Previous approaches relied on custom ASR models for corpus validation and refinement; however, they are not easily created for many languages, especially for those without existing corpora. In Pansori, we used a new approach through a cloud-based ASR; we chose the Google Cloud Speech-to-Text API since it provides the highest quality ASR services in more than 120 languages. Cloud services make the development of corpus generation much faster and easier since we can just set up the cloud service rather than create custom ASR engines with acoustic and language models in different languages.
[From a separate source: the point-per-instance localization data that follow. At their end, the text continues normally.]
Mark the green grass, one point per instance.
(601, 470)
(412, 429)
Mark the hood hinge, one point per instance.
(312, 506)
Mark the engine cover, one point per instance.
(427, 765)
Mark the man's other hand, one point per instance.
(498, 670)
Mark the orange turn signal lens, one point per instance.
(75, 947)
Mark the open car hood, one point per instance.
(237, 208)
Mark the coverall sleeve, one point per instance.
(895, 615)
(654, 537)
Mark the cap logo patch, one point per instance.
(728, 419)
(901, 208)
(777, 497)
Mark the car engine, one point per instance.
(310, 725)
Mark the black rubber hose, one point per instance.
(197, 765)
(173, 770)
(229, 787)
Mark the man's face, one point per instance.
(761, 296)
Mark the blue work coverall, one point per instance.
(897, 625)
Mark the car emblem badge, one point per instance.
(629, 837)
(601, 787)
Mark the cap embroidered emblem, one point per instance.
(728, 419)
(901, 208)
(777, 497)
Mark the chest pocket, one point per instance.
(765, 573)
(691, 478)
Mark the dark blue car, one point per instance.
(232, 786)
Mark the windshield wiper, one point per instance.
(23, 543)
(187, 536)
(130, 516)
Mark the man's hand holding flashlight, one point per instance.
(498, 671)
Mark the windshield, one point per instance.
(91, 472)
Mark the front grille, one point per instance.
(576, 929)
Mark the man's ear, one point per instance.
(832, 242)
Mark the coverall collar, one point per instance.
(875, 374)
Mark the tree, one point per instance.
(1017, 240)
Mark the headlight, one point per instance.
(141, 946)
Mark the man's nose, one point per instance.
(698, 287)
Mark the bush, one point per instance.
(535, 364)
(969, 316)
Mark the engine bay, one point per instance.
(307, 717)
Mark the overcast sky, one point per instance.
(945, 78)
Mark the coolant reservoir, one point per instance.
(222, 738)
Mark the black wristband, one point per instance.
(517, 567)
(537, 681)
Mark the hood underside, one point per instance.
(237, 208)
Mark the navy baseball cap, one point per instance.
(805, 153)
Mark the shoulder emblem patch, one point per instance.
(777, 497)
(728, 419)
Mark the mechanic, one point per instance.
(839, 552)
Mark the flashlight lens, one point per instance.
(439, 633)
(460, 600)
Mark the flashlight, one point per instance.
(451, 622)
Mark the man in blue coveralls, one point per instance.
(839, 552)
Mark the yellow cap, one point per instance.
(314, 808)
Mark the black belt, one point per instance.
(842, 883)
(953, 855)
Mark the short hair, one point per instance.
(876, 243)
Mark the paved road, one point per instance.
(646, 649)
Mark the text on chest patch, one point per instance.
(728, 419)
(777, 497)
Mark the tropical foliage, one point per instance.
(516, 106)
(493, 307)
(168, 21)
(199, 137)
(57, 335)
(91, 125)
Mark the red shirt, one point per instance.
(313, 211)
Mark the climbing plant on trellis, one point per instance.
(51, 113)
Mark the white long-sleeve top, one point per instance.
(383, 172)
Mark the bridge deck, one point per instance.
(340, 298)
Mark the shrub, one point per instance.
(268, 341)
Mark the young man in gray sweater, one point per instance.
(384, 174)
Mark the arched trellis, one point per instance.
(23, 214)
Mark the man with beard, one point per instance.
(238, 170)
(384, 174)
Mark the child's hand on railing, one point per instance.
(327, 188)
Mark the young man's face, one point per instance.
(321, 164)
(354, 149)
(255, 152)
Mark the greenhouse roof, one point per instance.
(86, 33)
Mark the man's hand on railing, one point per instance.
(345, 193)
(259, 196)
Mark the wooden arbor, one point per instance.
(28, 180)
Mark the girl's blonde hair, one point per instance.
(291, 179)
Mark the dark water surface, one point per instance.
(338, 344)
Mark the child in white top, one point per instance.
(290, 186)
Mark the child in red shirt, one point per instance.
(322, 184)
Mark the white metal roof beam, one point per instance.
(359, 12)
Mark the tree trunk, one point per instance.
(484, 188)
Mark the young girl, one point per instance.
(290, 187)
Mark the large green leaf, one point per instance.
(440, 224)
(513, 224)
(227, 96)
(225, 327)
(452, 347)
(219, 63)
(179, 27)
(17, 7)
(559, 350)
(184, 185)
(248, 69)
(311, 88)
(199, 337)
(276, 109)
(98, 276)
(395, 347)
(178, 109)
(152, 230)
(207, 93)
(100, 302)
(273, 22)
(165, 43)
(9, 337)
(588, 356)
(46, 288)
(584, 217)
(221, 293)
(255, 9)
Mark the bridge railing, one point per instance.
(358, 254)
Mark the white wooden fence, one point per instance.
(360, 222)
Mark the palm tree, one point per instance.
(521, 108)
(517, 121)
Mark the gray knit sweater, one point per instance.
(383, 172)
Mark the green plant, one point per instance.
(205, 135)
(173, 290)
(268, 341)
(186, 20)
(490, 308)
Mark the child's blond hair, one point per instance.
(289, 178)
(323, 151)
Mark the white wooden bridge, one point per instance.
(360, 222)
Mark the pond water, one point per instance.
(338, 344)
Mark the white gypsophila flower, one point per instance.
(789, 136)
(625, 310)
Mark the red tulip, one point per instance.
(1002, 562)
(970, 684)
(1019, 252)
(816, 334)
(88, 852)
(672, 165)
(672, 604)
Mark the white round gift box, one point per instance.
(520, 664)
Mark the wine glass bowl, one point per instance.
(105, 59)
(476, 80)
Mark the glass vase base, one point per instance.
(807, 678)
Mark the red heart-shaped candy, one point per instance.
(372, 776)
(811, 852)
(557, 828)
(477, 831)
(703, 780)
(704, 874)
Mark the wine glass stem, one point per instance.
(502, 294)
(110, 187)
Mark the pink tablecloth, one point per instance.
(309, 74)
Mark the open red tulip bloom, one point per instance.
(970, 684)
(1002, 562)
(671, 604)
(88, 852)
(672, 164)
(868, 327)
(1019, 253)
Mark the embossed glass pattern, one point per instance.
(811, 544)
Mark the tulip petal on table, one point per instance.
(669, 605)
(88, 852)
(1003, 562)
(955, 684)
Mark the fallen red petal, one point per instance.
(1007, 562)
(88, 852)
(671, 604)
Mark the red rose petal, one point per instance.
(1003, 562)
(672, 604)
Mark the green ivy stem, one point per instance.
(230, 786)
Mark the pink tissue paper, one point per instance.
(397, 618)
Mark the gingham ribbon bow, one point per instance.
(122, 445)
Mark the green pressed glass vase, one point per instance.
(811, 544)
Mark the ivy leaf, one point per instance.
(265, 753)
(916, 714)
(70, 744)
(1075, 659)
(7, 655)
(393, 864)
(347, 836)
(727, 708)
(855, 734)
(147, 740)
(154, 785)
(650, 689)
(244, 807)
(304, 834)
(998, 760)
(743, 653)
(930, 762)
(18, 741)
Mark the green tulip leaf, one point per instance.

The program can be modified for use in videos subtitled in any language available in the Google API.


Clone repository:

$ git clone

Install pytube, a library for downloading YouTube videos.

$ pip install pytube

Install pysubs2, a library for editing subtitle files.
*Currently, pysubs2 runs only with Python 3.6; on Python 3.7, this library does not work

$ pip install pysubs2

Install pydub, a library for manipulating audio.
*Only necessary if wishing for audio playback when validating audio

$ pip install pydub

The Google Cloud Speech API is also required for (an account is required).